Applicability to Smoking Cessation Programs?
The restrictions under these new Rules apply only to wellness programs that seek health-related information covered by the ADA or GINA, as applicable. The ADA restricts disability-related inquiries and medical examinations of employees, while GINA restricts inquiries about the manifestation of disease or disorder in the employee’s family or other genetic information. Employee wellness programs that do not collect such information are not subject to these new Rules. However, determining whether an employee wellness program is covered by the Rules may require a fact-based analysis.
Several commenters asked the EEOC to clarify when these Rules apply to employer-sponsored tobacco-related wellness programs, such as smoking cessation programs. The final ADA Rule explains that smoking cessation programs that merely ask employees whether or not they use tobacco are not covered by the ADA because they do not include a disability-related inquiry or medical examination, and thus they are not subject to the new 30% incentive limit under the ADA Rule. However, any biometric screening or other medical procedure, such as a blood test, that tests for the presence of nicotine or tobacco is a medical examination under the ADA, and would be subject to the 30% incentive limit and other provisions of the ADA Rule.
In comparison, the GINA Rule explains that wellness programs that ask questions about tobacco use, or require taking a blood test to determine nicotine levels, do not request genetic information or information about the manifestation of a disease or disorder. Therefore, the new GINA Rule does not apply to smoking cessation programs.
Particularly in light of rising health care costs, employee wellness programs will certainly continue to grow in importance. The final ADA and GINA Rules make clear that that the EEOC will continue to monitor companies’ legal obligations around their use. Though the new provisions of the final Rules do not take effect until January 1, 2017 at the earliest, employers should begin to review their employee wellness programs for compliance and modify them as necessary before open enrollment season begins.

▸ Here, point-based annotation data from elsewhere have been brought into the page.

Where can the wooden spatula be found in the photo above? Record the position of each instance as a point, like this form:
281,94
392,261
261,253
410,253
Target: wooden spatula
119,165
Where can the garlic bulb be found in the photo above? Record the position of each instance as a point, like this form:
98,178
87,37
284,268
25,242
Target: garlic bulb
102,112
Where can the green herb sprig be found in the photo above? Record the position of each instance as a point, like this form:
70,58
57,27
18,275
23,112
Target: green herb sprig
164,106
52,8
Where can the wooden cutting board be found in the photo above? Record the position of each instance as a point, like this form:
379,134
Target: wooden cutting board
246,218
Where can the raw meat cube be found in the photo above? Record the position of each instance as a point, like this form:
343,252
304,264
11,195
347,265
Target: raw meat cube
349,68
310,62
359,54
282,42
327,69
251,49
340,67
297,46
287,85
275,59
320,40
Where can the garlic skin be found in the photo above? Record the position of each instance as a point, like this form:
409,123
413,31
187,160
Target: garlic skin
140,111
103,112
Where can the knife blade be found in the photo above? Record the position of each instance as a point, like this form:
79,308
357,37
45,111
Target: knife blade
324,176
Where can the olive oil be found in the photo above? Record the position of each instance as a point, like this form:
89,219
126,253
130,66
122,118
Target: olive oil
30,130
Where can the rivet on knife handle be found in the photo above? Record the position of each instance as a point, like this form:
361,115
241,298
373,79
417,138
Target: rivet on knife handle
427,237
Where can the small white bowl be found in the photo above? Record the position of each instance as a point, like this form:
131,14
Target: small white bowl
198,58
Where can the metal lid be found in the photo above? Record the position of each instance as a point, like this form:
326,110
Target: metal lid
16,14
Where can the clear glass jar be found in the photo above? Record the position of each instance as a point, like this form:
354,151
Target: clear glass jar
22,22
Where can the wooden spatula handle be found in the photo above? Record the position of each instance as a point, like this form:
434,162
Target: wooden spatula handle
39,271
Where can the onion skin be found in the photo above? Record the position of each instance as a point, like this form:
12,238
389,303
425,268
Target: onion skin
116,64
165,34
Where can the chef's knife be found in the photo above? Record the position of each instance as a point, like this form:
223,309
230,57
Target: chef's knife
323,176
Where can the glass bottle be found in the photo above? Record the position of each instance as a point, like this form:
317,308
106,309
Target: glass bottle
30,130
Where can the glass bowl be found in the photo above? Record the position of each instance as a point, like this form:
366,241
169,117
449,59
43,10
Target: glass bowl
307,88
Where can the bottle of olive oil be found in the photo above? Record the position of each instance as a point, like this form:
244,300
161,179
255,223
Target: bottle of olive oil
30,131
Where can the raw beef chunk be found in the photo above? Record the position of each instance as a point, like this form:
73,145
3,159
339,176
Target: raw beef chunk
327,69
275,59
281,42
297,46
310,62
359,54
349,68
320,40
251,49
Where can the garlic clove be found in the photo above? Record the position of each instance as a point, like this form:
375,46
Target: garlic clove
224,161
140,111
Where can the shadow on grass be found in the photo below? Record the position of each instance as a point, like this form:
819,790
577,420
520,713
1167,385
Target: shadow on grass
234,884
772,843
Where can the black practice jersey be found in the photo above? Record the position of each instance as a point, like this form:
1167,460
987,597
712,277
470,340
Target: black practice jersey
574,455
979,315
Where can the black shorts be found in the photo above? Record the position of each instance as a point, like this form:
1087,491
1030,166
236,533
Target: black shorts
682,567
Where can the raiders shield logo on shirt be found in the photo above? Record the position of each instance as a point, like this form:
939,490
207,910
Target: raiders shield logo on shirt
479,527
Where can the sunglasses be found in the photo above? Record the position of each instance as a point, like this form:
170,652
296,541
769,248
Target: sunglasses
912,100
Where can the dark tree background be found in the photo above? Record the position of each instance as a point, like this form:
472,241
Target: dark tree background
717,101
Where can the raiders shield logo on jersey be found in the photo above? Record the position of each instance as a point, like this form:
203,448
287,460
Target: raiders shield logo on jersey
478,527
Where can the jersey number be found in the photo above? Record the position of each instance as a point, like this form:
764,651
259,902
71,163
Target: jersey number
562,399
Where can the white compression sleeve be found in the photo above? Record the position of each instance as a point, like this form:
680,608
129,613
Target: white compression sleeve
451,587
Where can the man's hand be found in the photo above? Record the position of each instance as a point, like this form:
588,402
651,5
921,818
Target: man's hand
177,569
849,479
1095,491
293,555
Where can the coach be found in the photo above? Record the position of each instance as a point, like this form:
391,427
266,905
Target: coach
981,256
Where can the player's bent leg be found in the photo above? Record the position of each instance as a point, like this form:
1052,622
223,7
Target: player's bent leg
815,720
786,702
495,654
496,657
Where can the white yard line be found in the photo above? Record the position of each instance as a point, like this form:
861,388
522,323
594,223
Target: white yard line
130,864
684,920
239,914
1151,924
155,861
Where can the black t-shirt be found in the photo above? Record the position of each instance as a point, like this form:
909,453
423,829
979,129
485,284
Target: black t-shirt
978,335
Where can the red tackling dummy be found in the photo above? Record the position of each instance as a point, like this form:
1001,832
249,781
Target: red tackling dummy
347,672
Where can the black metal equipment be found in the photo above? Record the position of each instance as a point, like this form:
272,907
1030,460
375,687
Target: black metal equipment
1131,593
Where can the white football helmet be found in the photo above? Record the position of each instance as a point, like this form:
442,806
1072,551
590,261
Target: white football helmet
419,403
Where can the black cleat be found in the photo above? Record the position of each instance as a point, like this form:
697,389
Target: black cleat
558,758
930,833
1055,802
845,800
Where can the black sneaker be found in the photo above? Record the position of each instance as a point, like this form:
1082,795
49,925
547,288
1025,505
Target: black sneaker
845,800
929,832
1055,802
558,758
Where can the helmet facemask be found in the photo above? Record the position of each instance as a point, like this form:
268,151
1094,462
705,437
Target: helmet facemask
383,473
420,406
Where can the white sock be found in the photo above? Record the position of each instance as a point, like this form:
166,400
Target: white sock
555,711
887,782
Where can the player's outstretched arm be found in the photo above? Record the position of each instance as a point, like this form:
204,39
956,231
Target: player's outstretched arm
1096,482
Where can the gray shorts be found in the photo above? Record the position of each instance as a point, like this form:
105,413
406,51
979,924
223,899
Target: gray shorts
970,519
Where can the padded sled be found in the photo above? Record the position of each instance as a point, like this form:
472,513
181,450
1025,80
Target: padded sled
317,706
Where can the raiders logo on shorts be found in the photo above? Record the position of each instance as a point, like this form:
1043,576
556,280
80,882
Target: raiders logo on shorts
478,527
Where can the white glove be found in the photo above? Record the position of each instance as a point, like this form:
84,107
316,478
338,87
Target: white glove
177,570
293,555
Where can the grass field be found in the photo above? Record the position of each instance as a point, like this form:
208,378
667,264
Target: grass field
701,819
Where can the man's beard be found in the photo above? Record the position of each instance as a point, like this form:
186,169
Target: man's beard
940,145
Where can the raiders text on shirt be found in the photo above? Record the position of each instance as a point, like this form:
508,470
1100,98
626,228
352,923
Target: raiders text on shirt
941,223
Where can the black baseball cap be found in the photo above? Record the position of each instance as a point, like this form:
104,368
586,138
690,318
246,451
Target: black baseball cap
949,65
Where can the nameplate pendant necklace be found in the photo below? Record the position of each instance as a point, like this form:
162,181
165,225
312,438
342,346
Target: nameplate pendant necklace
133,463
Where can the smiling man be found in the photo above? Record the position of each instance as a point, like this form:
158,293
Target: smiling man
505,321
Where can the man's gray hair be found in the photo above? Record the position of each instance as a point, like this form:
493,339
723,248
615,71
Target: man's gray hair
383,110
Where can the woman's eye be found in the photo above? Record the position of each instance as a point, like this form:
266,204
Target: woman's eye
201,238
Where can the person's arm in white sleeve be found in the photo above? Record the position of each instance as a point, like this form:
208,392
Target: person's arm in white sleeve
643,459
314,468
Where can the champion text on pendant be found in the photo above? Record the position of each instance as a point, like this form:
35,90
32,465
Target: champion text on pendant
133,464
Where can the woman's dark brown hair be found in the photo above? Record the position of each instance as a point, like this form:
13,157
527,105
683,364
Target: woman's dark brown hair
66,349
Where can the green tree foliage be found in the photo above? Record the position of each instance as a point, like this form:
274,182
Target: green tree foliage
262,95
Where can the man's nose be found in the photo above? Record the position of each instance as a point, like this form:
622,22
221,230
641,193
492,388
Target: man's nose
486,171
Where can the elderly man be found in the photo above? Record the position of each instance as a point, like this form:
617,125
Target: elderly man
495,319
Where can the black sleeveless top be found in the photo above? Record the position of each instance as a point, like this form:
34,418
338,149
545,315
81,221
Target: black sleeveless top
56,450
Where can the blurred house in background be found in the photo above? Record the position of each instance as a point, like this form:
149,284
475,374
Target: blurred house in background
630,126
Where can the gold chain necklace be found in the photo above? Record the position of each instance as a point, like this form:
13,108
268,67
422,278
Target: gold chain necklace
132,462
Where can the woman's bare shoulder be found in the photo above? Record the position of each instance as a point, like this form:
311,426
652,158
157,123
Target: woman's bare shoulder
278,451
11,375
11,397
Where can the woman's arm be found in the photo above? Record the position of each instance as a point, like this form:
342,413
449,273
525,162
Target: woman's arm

 For more information about employee wellness programs, see “Going to the Heart of Workplace Health Programs and Apps” (http://www.mofo.com/~/media/Files/Articles/2015/10/151009Workplace
 Note that the regulations implementing section 2705(j) of the Public Health Service Act cap incentives at 50% of the cost of self-only coverage for such a program. 45 C.F.R. §146.121.
 The new provisions of the ADA and GINA regulations regarding incentives and the new provision of the ADA rule regarding notice obligations will take effect on the first day of the first employer health plan year that begins on or after January 1, 2017. The Rules provide that all other provisions are clarifications of existing obligations that are already in effect.